- Nacimientos del Jague Location within Argentina

Highest point
- Elevation: 5,826 m (19,114 ft)
- Prominence: 584 metres (1,916 ft)
- Parent peak: Pissis
- Coordinates: 27°47′41.27″S 068°37′23.51″W﻿ / ﻿27.7947972°S 68.6231972°W

Geography
- Parent range: Argentine Andes, Andes

Climbing
- First ascent: 12/11/1996 - John Biggar and Gordon Biggar (Scotland)

= Nacimientos del Jague =

Mountain in the Andes of Argentina

Nacimientos del Jague is a mountain in Argentina with an elevation of 5826 m metres.

== Location ==
Nacimientos del Jague is within the following mountain ranges: Argentine Andes, Puna de Atacama. Its territory is within the Argentinean protection area of Catamarca High Andean and Puna Lakes Ramsar Site.
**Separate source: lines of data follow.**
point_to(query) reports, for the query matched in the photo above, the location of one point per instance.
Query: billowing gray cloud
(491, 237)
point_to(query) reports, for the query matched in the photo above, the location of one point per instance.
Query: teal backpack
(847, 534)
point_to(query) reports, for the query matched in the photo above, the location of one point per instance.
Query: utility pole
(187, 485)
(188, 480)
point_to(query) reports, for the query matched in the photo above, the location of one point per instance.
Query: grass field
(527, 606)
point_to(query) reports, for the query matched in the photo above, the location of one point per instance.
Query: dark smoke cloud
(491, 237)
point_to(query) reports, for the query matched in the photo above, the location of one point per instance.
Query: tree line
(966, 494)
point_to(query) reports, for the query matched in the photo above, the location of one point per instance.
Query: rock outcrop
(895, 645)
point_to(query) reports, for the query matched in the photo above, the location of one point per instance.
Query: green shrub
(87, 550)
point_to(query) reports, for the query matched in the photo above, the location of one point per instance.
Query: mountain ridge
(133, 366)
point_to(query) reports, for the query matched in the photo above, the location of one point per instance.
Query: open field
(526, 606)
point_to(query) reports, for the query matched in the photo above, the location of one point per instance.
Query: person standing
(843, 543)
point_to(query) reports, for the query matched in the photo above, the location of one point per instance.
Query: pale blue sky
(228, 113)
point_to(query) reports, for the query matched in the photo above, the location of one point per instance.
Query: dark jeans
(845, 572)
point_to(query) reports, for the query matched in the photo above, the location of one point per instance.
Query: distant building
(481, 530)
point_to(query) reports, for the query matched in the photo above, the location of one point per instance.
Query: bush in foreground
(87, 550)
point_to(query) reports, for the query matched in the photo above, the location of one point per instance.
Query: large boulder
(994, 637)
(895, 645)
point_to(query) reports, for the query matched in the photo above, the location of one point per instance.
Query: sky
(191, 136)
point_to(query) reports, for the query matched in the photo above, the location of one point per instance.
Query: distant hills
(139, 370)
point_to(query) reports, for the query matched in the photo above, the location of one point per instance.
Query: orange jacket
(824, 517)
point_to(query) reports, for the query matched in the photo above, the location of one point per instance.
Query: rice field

It is on the border of two provinces: Argentinean provinces of La Rioja and Catamarca. Its slopes are within 2 cities: Argentinean cities of Vinchina and Fiambalá.

== First Ascent ==
Nacimientos del Jague was first climbed by John Biggar and Gordon Biggar (Scotland) on November 12, 1996.

== Elevation ==
Based on the elevation provided by the available Digital elevation models, SRTM filled with ASTER (5826 metres), TanDEM-X (5861 metrss), Nacimientos del Jague is about 5826 meters above sea level.

The height of the nearest key col is 5242 meters, therefore its prominence is 584 meters. Nacimientos del Jague is listed as mountain, based on the Dominance system and its dominance is 10.02%. Its parent peak is Pissis and the Topographic isolation is 17.8 kilometers.